Abstract: Sara Marlow
Mentor: Dr. Davis
All mammals have two sets of DNA within each cell, one maternally inherited and the other paternally inherited. For the majority of genes, both copies are expressed. However, about 100 mammalian genes have been identified as imprinted, in which only one parent’s copy of the gene is expressed. This is an unusual form of preferential gene regulation. Imprinted expression results as a consequence of differences in chromatin structure between the two parental alleles, which can influence the expression of the gene.
In order to accommodate DNA in the cell, it must be condensed. Histones are protein components of chromatin in eukaryotic cells. They act as spools around which the chromatin winds, compacting a very long strand of DNA (1.8 meters) into a condensed structure that will fit within the nucleus. Chemical modification of histones can change the degree of compaction of the DNA. Histones can be modified with methyl, phosphate, and acetyl groups. These modifications can result in tighter or looser chromatin conformation, which in turn affects how accessible the DNA is for transcription. Therefore, differential distribution of modified histones on the parental allele of imprinted genes can result in the differential expression.
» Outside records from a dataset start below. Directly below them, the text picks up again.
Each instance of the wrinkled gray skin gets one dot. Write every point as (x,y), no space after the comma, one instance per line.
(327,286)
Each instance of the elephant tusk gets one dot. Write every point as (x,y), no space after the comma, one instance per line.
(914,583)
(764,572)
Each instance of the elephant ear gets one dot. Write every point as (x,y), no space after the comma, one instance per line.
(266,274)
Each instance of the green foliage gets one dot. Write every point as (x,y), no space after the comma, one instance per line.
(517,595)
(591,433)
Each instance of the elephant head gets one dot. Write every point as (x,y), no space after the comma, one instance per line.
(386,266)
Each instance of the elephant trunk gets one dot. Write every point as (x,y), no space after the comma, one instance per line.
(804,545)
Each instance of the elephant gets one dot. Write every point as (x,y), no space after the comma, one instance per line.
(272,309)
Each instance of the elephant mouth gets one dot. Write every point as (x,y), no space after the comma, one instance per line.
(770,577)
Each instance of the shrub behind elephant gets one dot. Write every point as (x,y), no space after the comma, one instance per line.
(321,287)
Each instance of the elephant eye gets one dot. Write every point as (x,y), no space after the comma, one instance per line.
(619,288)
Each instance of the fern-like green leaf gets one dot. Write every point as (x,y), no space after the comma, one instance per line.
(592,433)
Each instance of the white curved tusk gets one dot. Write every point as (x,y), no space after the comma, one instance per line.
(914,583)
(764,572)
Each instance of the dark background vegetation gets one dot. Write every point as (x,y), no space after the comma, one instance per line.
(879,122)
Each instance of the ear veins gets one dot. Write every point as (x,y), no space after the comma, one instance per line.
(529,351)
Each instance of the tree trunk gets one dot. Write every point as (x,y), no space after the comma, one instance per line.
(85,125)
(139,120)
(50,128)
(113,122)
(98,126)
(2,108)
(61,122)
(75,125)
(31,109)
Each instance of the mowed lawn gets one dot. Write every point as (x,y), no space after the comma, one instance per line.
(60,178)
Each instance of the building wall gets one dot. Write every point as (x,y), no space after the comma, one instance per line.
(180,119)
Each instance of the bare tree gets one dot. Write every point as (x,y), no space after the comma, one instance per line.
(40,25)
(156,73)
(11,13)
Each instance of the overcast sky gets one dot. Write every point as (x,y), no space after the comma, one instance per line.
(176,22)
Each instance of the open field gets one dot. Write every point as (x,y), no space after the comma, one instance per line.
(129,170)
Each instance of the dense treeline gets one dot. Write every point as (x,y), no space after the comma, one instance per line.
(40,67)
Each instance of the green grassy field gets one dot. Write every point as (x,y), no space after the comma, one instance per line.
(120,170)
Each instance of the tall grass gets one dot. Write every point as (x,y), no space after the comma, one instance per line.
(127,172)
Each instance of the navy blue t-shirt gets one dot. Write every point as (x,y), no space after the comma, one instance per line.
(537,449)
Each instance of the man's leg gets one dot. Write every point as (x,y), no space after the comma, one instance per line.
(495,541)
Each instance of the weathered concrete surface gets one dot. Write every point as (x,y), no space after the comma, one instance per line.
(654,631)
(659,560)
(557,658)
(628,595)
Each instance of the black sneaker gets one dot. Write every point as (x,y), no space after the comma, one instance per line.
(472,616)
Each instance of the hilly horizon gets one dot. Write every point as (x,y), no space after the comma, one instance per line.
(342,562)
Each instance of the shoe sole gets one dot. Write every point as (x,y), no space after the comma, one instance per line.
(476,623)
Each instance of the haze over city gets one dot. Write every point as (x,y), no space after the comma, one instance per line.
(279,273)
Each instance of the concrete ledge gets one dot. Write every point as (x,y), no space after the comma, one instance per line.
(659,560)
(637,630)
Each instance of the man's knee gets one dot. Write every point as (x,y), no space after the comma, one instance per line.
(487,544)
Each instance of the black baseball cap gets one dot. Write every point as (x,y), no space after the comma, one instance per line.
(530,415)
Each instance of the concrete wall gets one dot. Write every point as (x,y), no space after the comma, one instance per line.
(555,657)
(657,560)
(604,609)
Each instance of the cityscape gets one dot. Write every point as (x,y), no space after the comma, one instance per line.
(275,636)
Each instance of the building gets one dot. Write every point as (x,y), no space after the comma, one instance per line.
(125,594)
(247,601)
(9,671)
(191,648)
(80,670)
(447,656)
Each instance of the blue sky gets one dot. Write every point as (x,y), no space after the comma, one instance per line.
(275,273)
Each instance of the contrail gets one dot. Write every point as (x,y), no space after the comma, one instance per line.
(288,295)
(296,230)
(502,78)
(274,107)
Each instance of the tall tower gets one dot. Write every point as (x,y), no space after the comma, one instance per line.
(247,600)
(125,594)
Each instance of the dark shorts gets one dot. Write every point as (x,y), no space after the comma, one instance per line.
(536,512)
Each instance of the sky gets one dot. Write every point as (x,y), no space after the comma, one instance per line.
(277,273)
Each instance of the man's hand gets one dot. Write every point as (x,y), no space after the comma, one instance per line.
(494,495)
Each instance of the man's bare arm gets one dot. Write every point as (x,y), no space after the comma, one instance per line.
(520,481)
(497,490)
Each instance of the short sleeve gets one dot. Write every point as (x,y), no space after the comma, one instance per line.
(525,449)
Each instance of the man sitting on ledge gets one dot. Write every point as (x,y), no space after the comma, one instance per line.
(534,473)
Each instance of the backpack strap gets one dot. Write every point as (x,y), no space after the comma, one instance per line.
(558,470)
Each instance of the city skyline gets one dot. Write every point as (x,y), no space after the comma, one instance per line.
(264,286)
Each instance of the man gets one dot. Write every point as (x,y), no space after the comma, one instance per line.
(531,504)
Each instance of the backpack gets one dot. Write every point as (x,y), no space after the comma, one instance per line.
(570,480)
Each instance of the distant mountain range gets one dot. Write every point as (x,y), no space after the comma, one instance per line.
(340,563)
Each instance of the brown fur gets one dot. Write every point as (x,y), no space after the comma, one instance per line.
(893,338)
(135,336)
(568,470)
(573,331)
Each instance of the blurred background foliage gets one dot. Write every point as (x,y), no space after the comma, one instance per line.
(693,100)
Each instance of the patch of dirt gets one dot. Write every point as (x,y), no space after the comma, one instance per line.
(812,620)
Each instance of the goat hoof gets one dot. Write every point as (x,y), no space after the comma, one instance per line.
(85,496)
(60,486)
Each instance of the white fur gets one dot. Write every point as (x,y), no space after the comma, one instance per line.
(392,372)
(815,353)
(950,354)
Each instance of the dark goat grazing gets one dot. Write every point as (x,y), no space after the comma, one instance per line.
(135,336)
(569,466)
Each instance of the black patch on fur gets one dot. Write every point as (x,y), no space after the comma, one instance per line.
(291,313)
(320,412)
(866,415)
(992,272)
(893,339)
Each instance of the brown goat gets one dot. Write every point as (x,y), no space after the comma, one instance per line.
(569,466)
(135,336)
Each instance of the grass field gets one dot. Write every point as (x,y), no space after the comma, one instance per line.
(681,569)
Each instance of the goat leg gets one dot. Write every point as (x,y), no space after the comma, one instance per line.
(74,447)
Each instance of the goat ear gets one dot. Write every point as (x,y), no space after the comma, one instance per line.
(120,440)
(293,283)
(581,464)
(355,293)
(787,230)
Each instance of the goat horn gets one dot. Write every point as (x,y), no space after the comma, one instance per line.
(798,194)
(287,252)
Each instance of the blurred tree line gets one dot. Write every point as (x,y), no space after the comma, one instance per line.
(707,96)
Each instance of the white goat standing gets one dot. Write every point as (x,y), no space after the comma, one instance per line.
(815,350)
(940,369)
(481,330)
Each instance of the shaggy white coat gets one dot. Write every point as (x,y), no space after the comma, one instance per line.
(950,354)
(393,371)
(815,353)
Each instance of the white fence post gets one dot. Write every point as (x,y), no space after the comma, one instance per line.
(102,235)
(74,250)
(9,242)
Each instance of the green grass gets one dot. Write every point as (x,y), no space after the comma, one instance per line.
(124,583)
My research is focused on understanding how histone modifications affect the expression of the imprinted Rasgrf1 gene in mouse, which has a curious pattern of expression. In brain and liver, Rasgrf1 is only paternally expressed. In lung, kidney, stomach, and thymus, Rasgrf1 is both maternally and paternally expressed. Histone modifications can alter the structure of the chromatin, making the genes more or less difficult to transcribe, it is possible that differences in histone distribution may be responsible for the tissue-specific imprinting of Rasgrf1. I believe that these differences in expression are a result of chromosome structure differences in the maternal and paternal chromosomes, as a result of histone modification. Therefore, I expect to observe different modifications on the paternal versus maternal chromosomes. In addition, I expect to observe different modifications on the expressed versus silent alleles.
I will be investigating the histone modifications of expressed paternal and silenced maternal alleles in liver, a monoallelically expressing tissue and will compare my results with those collected by another member of my lab using chromatin derived from kidney, a monoallelically expressing tissue.